Salah satu ciri dari negara demokrasi modern adalah rule of law, penghargaan terhadap perbedaan dan penghormatan terhadap hak asasi manusia. Pada sisi lain secara yuridis pelaksanaan pilkada merupakan pelaksanaan dari amanat konstitusional UUD 1945 sebagaimana yang telah diterjemahkan ke dalam Undang-Undang Nomor 1 tahun 2015 tentang Penetapan Peraturan Pemerintah Nomor 1 tahun 2014 tentang Pemilihan Gubernur, Bupati dan Walikota menjadi Undang-undang sebagaimana telah beberapa kali diubah, terakhir dengan Undang-undang Nomor 10 tahun 2016 tentang Perubahan Kedua atas Undang-Undang Nomor 1 tahun 2015 tentang Penetapan Peraturan Pemerintah Nomor 1 tahun 2014 tentang Pemilihan Gubernur, Bupati dan Walikota menjadi Undang-undang.

 

Undang-Undang tersebut bersama-sama dengan telah menjadi dasar bagi penyusunan berbagai Peraturan KPU (PKPU) yang akan dipakai sebagai rambu-rambu hukum dalam pelaksanaan pilkada, termasuk lima PKPU yang diterbitkan pada tahun 2017 sebagai paket peraturan Pilkada 2018.  Salah satu bagian dari aturan yang baru adalah ketentuan yang memberikan kewenangan yang lebih besar kepada badan pengawas pemilu kepala daerah (bawaslu) dalam memeriksa laporan perkara dan membuat keputusan yang langsung berlaku. Hal lainnya adalah larangan kampanye di rumah ibadah dll.

 

Pilkada damai.

 

Presiden Jokowi mengingatkan agar Pilkada tidak memecah kerukunan yang telah berjalan selama ini, dalam sambutannya kepada masyarakat saat pertemuan di Bandung bahwa “Saya titip negara ini negara besar, jangan sampai pemilihan gubernur, pemilihan bupati, pemilihan walikota, apalagi nanti menginjak pemilihan presiden 2019, jangan sampai pilihan berbeda karena demokrasi yang kita jalankan menjadi pecah, tidak rukun lagi, jangan!” ucap Jokowi dalam Perayaan Hari Ulang Tahun Angkatan Muda Siliwangi (AMS) ke-51 di Gedung Merdeka Kota Bandung, Kamis 28 Desember 2017.

 

Dalam pandangan Presiden, kita merupakan saudara sebangsa dan se-Tanah Air yang bisa berbeda pilihan namun tetap merupakan saudara sebangsa setanah air.
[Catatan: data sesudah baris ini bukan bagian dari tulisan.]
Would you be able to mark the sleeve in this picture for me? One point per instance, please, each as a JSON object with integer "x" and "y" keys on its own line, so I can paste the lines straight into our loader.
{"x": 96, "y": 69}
Diingatkan oleh Jokowi bahwa “Jangan sampai tidak saling sapa tetangga, antar kampung, antar teman, jangan!”.

 

Isu SARA.

 

Pemerintah tentunya bekerja keras memastikan pelaksanaan agenda-agenda demokrasi berjalan dengan baik dan teratur di Indonesia. Prestasi Indonesia secara internasional sangat baik dalam pembangunan demokrasi, Perludem misalnya menunjukkan bahwa berdasarkan indeks status demokrasi global dari International Institute for Democracy and Electoral Assistance (International IDEA), skor pemerintahan perwakilan Indonesia pada 2015 sebesar 0.71. Ini lebih baik dibandingkan rata-rata skor regional dan global adalah 0.51 dan 0.58. Namun demikian secara Indeks Demokrasi terjadi penurunan Indonesia pada tahun 2016 sebagai pengaruh dari kondisi kampanye Pilkada DKI Jakarta 2017 yang diwarnai dengan ketegangan dan kampanye SARA serta mobilisasi politik identitas agama.

 

Peringatan Presiden di atas sejiwa dengan suara masyarakat yang menginginkan pilkada yang damai, bebas dari kampanye SARA dan mobilisasi identitas agama. Pengalaman pilkada DKI Jakarta 2017 terakhir merupakan kenangan buruk. Organisasi Perludem bahkan mensinyalir adanya pesan-pesan partai politik yang mencanangkan akan mengulang strategi Pilkada DKI dalam pilkada lainnya di daerah-daerah sehingga potensial memperluas masalah.

 

Catatan berbagai pihak menunjukkan bahwa peran penyelenggara Pilkada sangatlah penting, tidak heran bahwa disinyalir sebagai pihak yang selama ini banyak menjadi sumber konflik / sengketa pasca pilkada. Untuk itu pemerintah membentuk lembaga DKPP (Dewan Kehormatan Penyelenggara Pemilu) sebagai alat kontrol terhadap penyelenggara pemilu.

 

Hasil evaluasi Pilkada 2015 dan 2017 menunjukkan bahwa persoalan kampanye SARA dan profesionalisme penyelenggara pemilu/pilkada memang merupakan satu tantangan tersendiri.

 

Masalah Hoax dan pesan kebencian.

 

Isu SARA dan pesan kebencian politik umumnya disebarkan melalui pesan media sosial, baik yang bersifat pesan telepon seluler (Whatsapp dll) maupun website media sosial (Facebook, Twitter, dll). Dampaknya sangat luas karena pesan dapat masuk langsung ke ruang pikiran pribadi tanpa adanya penyaringan terlebih dahulu. Media sosial yang dahulunya dominan sebagai sarana memperkuat jaringan sosial berubah menjadi medan perang informasi antara berbagai kelompok pendukung.

 

Situasi semakin negatif pada saat media sosial kemudian dimanfaatkan oleh kelompok radikal tertentu yang menyebarluaskan pesan kebencian baik yang bersifat SARA maupun politik.

 

Kondisi semakin memprihatinkan ketika politik menghalalkan segala cara menggunakan isu-isu atau pesan-pesan palsu (hoax) dalam rangka menggalang kekuatan massa, mengagitasi dan memprovokasi pengikut. Dalam situasi semacam ini sudah diperlukan penegakan hukum yang tegas.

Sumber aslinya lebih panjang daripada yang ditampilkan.